Satalyst Brilliance on 25 Jan 2016

Requirements Elicitation Using Impact Mapping

Requirements elicitation, also referred to as requirements gathering, involves drawing out requirements of a system or solution from stakeholders such as users, project sponsors and any individual or group who can affect or be affected by the system or solution.  A key part of any project that Satalyst undertakes is to fully understand the problems faced by our customers and their requirements in addressing these problems using impact mapping.

Some background on impact mapping

Addressing the other side of our topic today, traditional use of impact mapping is directed at strategic planning, defining quality and roadmap management.  Impact maps aid in keeping the organisation focused on the value to be delivered by the project, whilst staying aligned with the organisational goals and objectives. The use of impact maps helps steer delivery teams and their activities in the right direction by communicating scope, goals, priorities and assumptions.

Impact mapping first made its appearance in the late 90’s under the names Impact Management and Effect Management.  Given the focus within Agile methods on the early delivery of business value and risk reduction, Impact mapping as a “Value Driven Delivery” technique was quickly embraced by the Agile community. Impact mapping is based on the Why-How-What cycle.

Agile is a methodology typically used in software development.  It encourages collaborative planning and development in an iterative manner with early delivery and flexibility to change thereby driving continuous improvement.  Satalyst has had great success in employing the Agile methodology both with our customers and internally.  Impact mapping was a next logical step for Satalyst to adopt in its Agile ventures to find new ways of delivering excellent business value to our customers.

Utilising the technique of impact mapping in a different way

Seeing as impact maps focus on the delivery of business value, we felt that it created a great platform for requirements elicitation by helping to focus the thought processes of stakeholders on the value they would like to see as the product or project outcome.  This in turn provided guidance towards what needs to be changed, stopped, started or implemented to get to the desired value outcome, thereby presenting the high level requirements of our customer.

We used a right-handed map to visualise the main project goal, similarly to pure impact mapping. From there we delved into what can be seen as “sub goals” or the “how” which feeds into the realisation of the main goal.  The sub goals individually provide business value at a lower level.

Impact Mapping

The next level down on the right-handed map focused discussions and requirements documentation on what each department or individual stakeholder needed to do or needed from the project in order to attain the sub goal in question.

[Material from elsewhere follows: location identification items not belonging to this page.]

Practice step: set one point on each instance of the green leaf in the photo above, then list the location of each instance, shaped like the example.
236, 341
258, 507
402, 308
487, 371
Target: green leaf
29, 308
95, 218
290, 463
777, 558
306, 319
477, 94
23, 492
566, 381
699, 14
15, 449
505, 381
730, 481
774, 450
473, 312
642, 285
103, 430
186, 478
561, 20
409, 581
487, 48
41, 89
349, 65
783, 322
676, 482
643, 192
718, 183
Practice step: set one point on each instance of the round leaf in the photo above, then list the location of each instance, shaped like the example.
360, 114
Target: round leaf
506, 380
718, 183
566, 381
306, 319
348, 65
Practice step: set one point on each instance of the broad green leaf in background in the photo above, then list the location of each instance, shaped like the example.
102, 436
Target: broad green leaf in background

We also used relationship links between items, which can be done at any level, to indicate constraints, dependencies or re-use.

Grouping stakeholders

Before embarking on requirements elicitation workshops and getting the whiteboard and sticky notes ready, take some time to familiarise yourself with your stakeholders, their roles and where they fit in within the day-to-day operations of the business.

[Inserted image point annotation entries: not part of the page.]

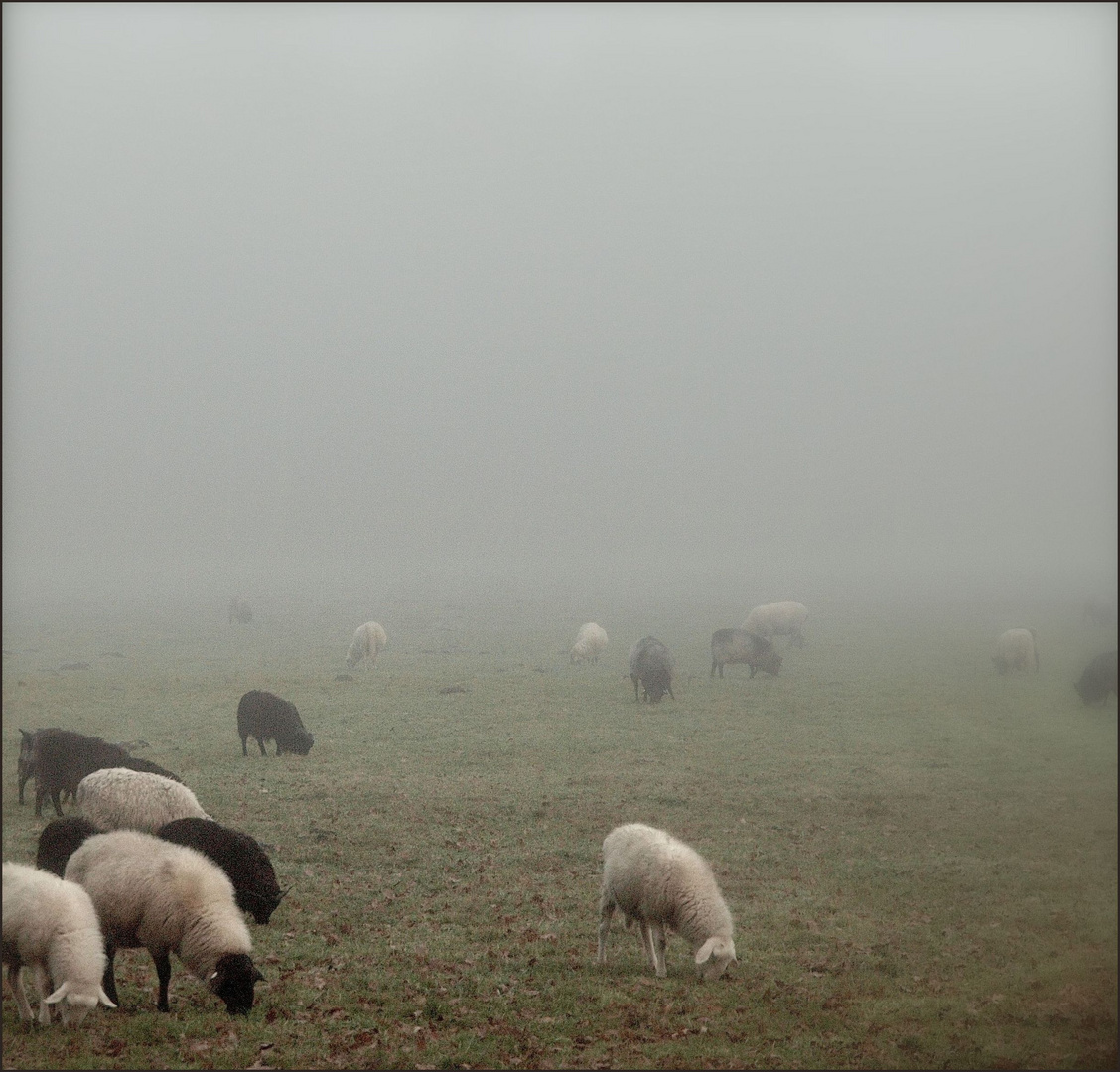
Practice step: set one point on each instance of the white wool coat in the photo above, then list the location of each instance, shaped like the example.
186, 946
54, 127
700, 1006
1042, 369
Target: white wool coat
51, 925
161, 896
661, 883
120, 799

By grouping stakeholders into communities, such as delivery, business operations, external, etc., we were able to simplify and focus our requirements workshops by grouping similar requirements across a number of roles and departments.

Impact Mapping - grouping stakeholders

The outcome

Below is an example of the resulting outcome of the above techniques which we applied during a requirements elicitation phase of a recent customer project.  This image shows one of the main objectives of the project, which formed part of a broader organisational goal of improving efficiency, flexibility and adaptability.

Impact Mapping - resulting outcomes


The increasing focus on the Agile delivery of business value early, demands a higher level of involvement and understanding from project sponsors and other business stakeholders than ever before.  Requirements gathering remains a key element within any project and by leveraging off the extensive range of tools, methodologies and best practices available to business analysts, we can evolve and adapt with our customers to produce what every sponsor longs for at the end of a project… business value that moves the needle.